Funds must have net assets of no less than $10 billion for six consecutive months prior to the submission of an application, the New York Fed said in a statement today. The threshold was $20 billion when the central bank first announced the criteria in March. Jeffrey Smith, a New York Fed spokesman, wasn’t immediately available to comment.
The Fed is expanding its counterparties as the 18 securities firms that act as primary dealers work to shore up their own balance sheets after the worst financial crisis in decades. The Fed is putting the infrastructure in place to remove or neutralize the more than $1 trillion in extra cash from the central bank’s balance sheet even as policy makers contemplate buying additional securities to ensure that the economic recovery takes hold.

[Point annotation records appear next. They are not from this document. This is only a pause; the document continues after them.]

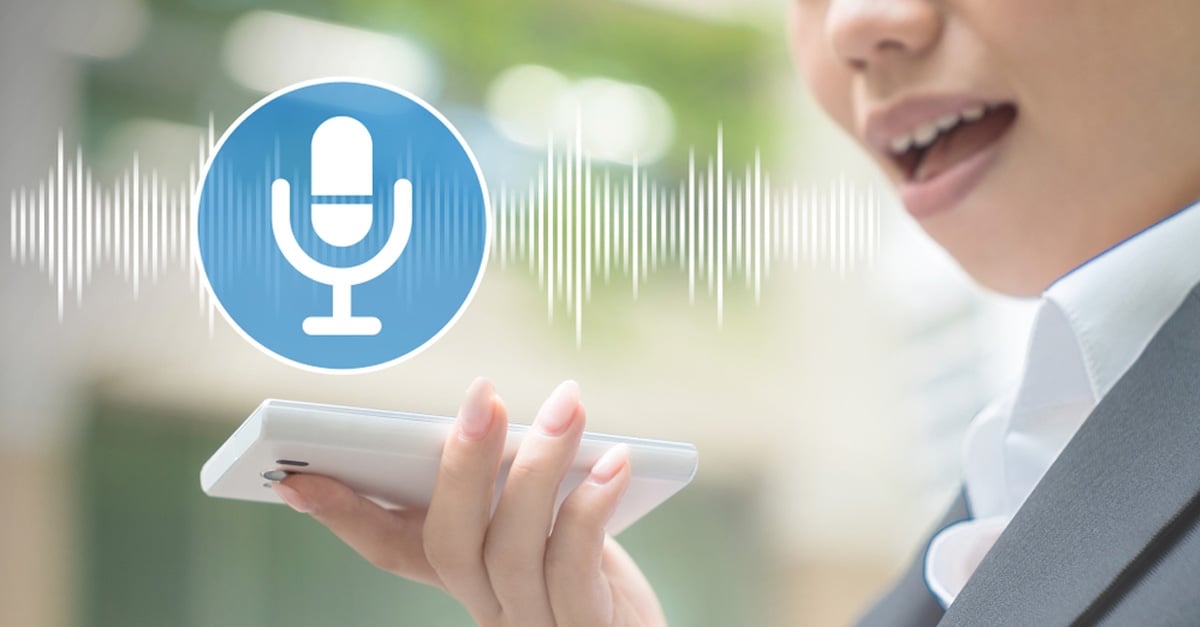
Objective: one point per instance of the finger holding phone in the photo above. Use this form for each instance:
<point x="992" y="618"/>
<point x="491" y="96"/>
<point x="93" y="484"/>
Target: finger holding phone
<point x="519" y="565"/>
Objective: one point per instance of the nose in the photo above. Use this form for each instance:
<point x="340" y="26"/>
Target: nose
<point x="867" y="33"/>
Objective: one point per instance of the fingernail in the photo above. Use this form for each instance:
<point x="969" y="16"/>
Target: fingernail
<point x="475" y="416"/>
<point x="559" y="408"/>
<point x="610" y="464"/>
<point x="293" y="499"/>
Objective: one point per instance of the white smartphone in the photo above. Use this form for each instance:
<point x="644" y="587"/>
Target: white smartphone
<point x="393" y="458"/>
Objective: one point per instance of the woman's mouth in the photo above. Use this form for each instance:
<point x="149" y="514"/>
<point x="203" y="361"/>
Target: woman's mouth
<point x="945" y="149"/>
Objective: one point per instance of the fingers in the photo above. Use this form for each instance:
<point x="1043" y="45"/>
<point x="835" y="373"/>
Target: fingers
<point x="516" y="541"/>
<point x="579" y="591"/>
<point x="391" y="541"/>
<point x="457" y="520"/>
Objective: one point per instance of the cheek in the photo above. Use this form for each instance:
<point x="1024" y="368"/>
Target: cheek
<point x="828" y="79"/>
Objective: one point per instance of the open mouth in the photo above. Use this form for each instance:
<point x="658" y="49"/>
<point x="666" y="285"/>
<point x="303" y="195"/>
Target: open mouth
<point x="936" y="147"/>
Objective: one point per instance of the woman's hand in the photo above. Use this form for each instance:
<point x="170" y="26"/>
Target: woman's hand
<point x="509" y="568"/>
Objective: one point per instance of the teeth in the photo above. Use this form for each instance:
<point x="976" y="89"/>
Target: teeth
<point x="928" y="132"/>
<point x="925" y="135"/>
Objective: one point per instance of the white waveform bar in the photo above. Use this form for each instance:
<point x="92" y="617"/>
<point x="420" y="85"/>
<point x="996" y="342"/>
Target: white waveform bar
<point x="138" y="224"/>
<point x="575" y="225"/>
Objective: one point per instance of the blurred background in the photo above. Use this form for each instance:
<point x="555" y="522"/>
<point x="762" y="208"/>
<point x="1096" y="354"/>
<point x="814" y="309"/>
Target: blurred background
<point x="827" y="412"/>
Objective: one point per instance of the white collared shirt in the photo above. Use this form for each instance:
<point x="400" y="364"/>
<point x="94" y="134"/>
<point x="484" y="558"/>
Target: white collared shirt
<point x="1089" y="329"/>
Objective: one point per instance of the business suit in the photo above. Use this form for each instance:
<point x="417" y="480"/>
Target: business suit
<point x="1111" y="533"/>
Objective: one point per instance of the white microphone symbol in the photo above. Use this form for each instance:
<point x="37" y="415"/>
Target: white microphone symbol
<point x="341" y="166"/>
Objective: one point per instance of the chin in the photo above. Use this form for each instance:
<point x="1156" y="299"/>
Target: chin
<point x="995" y="255"/>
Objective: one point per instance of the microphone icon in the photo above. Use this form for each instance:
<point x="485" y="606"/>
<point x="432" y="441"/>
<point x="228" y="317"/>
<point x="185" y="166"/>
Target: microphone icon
<point x="342" y="214"/>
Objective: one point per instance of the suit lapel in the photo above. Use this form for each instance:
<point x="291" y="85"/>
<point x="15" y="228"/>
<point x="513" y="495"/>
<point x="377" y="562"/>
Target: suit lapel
<point x="1132" y="467"/>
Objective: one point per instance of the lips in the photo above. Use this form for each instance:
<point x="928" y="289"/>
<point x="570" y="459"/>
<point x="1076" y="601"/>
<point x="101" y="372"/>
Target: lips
<point x="942" y="148"/>
<point x="955" y="144"/>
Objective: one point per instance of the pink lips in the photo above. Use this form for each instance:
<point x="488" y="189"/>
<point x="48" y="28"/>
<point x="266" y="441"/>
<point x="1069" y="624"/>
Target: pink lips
<point x="947" y="189"/>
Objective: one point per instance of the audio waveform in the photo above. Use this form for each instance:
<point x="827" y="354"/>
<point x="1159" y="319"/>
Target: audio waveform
<point x="576" y="224"/>
<point x="138" y="224"/>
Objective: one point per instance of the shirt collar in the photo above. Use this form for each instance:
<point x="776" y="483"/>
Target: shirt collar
<point x="1115" y="303"/>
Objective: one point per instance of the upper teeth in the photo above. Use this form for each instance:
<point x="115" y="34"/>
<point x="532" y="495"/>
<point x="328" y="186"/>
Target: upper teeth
<point x="925" y="133"/>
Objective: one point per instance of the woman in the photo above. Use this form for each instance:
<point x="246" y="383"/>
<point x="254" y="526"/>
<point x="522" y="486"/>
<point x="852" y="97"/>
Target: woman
<point x="1049" y="145"/>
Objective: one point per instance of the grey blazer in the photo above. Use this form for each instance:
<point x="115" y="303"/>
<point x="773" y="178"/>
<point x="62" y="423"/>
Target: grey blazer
<point x="1111" y="533"/>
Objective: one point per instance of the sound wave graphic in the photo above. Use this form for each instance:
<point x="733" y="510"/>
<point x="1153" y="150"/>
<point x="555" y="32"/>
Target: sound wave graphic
<point x="576" y="224"/>
<point x="571" y="226"/>
<point x="139" y="225"/>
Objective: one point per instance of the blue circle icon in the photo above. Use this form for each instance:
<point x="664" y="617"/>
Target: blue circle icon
<point x="342" y="225"/>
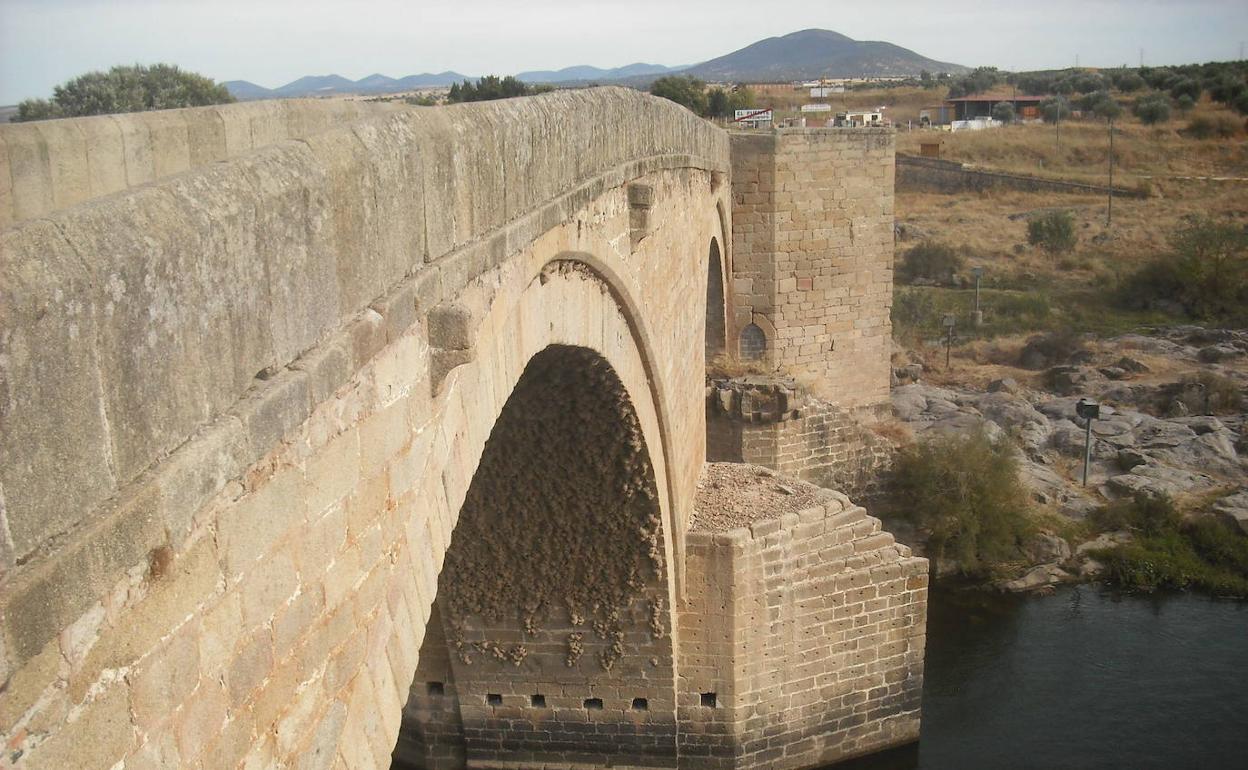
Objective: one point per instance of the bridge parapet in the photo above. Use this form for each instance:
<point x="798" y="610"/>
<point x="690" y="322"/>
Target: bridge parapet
<point x="50" y="165"/>
<point x="135" y="320"/>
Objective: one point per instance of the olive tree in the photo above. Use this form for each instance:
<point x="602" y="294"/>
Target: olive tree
<point x="126" y="89"/>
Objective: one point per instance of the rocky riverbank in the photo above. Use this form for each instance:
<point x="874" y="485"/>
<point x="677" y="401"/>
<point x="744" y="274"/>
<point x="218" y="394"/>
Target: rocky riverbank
<point x="1157" y="436"/>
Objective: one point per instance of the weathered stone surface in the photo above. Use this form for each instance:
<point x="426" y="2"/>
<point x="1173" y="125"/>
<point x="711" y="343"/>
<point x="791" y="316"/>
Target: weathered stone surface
<point x="1234" y="509"/>
<point x="1047" y="548"/>
<point x="230" y="341"/>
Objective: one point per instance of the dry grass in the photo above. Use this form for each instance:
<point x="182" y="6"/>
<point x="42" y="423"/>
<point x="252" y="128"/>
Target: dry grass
<point x="1083" y="151"/>
<point x="894" y="431"/>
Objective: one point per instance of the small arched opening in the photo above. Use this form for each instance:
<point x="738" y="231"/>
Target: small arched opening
<point x="754" y="343"/>
<point x="715" y="310"/>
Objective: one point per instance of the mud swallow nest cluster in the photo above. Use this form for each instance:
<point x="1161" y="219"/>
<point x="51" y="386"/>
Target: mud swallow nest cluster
<point x="562" y="513"/>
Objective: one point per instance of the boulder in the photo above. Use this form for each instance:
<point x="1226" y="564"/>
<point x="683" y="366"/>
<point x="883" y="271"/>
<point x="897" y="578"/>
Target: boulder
<point x="1006" y="385"/>
<point x="1071" y="380"/>
<point x="1157" y="481"/>
<point x="1048" y="488"/>
<point x="1216" y="353"/>
<point x="1036" y="355"/>
<point x="1234" y="509"/>
<point x="1212" y="452"/>
<point x="909" y="402"/>
<point x="1047" y="548"/>
<point x="1091" y="568"/>
<point x="1102" y="542"/>
<point x="1038" y="577"/>
<point x="1202" y="423"/>
<point x="1156" y="433"/>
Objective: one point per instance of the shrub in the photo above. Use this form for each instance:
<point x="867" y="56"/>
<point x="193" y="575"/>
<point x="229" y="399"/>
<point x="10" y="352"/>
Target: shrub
<point x="1206" y="272"/>
<point x="683" y="90"/>
<point x="1055" y="109"/>
<point x="126" y="89"/>
<point x="1209" y="127"/>
<point x="1101" y="104"/>
<point x="1128" y="82"/>
<point x="1053" y="231"/>
<point x="932" y="261"/>
<point x="965" y="491"/>
<point x="1142" y="514"/>
<point x="1217" y="393"/>
<point x="1167" y="553"/>
<point x="1152" y="109"/>
<point x="912" y="312"/>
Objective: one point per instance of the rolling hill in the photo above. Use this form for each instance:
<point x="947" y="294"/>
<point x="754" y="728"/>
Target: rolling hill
<point x="818" y="54"/>
<point x="796" y="56"/>
<point x="585" y="73"/>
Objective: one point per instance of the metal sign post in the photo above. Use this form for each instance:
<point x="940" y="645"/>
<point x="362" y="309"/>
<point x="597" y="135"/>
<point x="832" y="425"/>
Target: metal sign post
<point x="979" y="275"/>
<point x="949" y="337"/>
<point x="1088" y="409"/>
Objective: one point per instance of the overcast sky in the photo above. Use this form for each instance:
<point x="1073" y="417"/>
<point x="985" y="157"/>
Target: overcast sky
<point x="44" y="43"/>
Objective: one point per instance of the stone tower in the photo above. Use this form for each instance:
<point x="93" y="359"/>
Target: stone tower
<point x="813" y="256"/>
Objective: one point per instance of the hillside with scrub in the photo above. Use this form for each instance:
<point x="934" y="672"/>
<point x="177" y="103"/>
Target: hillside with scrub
<point x="1142" y="310"/>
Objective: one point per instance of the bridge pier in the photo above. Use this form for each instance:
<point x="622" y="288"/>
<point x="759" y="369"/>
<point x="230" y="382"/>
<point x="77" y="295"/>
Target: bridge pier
<point x="262" y="482"/>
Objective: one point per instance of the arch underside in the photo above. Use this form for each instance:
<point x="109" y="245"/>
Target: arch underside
<point x="595" y="620"/>
<point x="552" y="604"/>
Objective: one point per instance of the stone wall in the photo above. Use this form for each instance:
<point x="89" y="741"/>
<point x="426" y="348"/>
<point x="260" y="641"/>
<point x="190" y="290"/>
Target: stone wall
<point x="50" y="165"/>
<point x="813" y="253"/>
<point x="243" y="404"/>
<point x="775" y="423"/>
<point x="801" y="642"/>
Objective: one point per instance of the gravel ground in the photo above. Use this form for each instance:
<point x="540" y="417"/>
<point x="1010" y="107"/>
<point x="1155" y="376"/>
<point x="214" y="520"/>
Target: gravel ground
<point x="734" y="494"/>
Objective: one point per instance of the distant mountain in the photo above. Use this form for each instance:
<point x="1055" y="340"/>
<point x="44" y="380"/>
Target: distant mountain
<point x="316" y="85"/>
<point x="585" y="73"/>
<point x="818" y="54"/>
<point x="245" y="90"/>
<point x="798" y="56"/>
<point x="429" y="80"/>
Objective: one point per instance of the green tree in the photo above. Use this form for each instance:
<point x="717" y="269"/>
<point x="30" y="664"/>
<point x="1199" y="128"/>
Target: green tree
<point x="1128" y="82"/>
<point x="977" y="81"/>
<point x="965" y="491"/>
<point x="1055" y="109"/>
<point x="931" y="261"/>
<point x="1206" y="271"/>
<point x="1102" y="105"/>
<point x="491" y="87"/>
<point x="1152" y="109"/>
<point x="1186" y="86"/>
<point x="1053" y="231"/>
<point x="126" y="89"/>
<point x="718" y="102"/>
<point x="1004" y="111"/>
<point x="740" y="99"/>
<point x="683" y="90"/>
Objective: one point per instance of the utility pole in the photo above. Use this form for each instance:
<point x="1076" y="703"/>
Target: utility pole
<point x="1108" y="219"/>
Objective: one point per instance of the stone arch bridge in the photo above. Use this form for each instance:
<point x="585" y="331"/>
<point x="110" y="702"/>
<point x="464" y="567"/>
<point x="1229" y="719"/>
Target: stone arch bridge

“Fairness and broadness were probably the two reasons why the Fed lowered the asset requirements,” said Ira Jersey, an interest-rate strategist in New York at primary dealer Credit Suisse Group AG. “The Fed wants to keep their options open and be as broad as possible in the eventuality -- which is a long way off -- that they need to use the reverse repos. They also don’t want it perceived as the big money funds are getting special treatment.”
Reverse Repos
The Fed expanded its list of counterparties used for reverse repurchase agreements last month to add money market funds managed by 14 firms, including Fidelity Investments and Goldman Sachs Group Inc. The new firms aren’t eligible to participate in other transactions.
In a reverse repo, the Fed sells securities for a set period, temporarily draining cash from the banking system. At maturity, the securities are returned to the Fed and the cash to the primary dealers or other counterparties.
In a tri-party arrangement, a third party functions as the agent for the transaction and holds the security as collateral. JPMorgan Chase & Co. and Bank of New York Mellon Corp. are the only banks that serve in a trade-clearing capacity in the tri- party repo market.